The National Sustainable Agriculture Coalition (NSAC) welcomed the issuance of the Food and Drug Administration’s (FDA) final rule amending the Food Safety Modernization Act (FSMA) requirements for food facility registration this week. The local and regional farm and food community has long awaited this final rule, which provides much-needed clarity for direct marketing farms and food enterprises, preventing undue regulation of these businesses.
By redefining the term “retail food establishments”, the FDA provides clear distinctions between which farms and related businesses are subject to “food facility” registration under the Preventive Controls Rule, and which are not. Thanks to this new language, farmers and small food enterprises primarily selling value-added products directly to consumers can now rest assured that they are not subject to food facility registration requirements or regulations.

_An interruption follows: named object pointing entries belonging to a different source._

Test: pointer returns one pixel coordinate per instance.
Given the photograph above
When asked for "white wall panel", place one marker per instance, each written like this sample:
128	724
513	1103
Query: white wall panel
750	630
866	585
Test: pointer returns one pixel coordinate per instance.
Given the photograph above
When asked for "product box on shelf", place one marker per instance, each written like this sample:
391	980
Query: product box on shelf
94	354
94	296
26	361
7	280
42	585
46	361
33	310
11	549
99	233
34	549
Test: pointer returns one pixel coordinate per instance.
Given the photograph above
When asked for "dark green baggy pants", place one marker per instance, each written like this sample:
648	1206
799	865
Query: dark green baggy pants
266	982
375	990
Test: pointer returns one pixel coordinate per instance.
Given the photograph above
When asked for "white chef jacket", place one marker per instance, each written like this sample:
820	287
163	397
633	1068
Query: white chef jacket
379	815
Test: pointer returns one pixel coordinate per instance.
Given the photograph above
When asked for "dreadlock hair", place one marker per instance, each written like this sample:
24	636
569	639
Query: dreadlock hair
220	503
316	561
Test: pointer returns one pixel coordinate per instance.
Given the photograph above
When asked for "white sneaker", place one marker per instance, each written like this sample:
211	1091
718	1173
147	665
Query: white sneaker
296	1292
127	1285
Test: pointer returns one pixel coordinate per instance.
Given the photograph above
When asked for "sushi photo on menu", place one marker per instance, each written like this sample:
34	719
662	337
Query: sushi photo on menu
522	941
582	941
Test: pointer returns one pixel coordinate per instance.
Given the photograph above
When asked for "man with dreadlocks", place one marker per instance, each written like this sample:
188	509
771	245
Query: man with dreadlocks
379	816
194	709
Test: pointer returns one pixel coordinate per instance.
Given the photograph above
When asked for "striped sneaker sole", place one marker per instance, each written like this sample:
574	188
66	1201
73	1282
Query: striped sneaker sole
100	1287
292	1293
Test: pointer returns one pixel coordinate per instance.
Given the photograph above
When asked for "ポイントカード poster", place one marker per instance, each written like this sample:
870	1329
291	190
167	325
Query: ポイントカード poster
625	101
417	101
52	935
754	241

“For family farmers, one of the most concerning things about the new FSMA rules has been this confusion over classification of farms and registration requirements,” said NSAC Policy Specialist Sophia Kruszewski. “Conflicting and misleading guidance on farms that do or do not qualify as retail food establishments has been the order of the day for over a decade. Congress settled the matter in FSMA in 2010. We are pleased to see FDA finalize this long overdue clarification, and on first glance are optimistic that the final rule reflects the intent of Congress to shield local food producers who directly market to consumers from ill-fitting federal requirements.”
In FSMA, Congress clarified that sales through direct-to-consumer sales platforms like roadside stands, farmers markets, and community-supported agriculture (CSAs) operations were included within the exemption for retail food establishments. This amendment was sponsored by Senator Jon Tester (D-MT) and former Senator Kay Hagan (D-NC) and was strongly backed by NSAC.
The clarification serves two important purposes. First, it reinforces that CSAs, farmers markets, roadside stands, and other direct-to-consumer operations that sell the majority of their food directly to consumers are not food facilities, do not have to register with FDA as facilities, and therefore are not subject to the Preventive Controls Rule.
Second, it clarifies that the location of the direct sales does not trigger the facility definition – for example, delivering a CSA box to an off-farm location where customers could pick up their boxes would not make that location a “facility”. Neither, as the final rule makes clear, would use of an off-farm commercial kitchen to process value-added goods.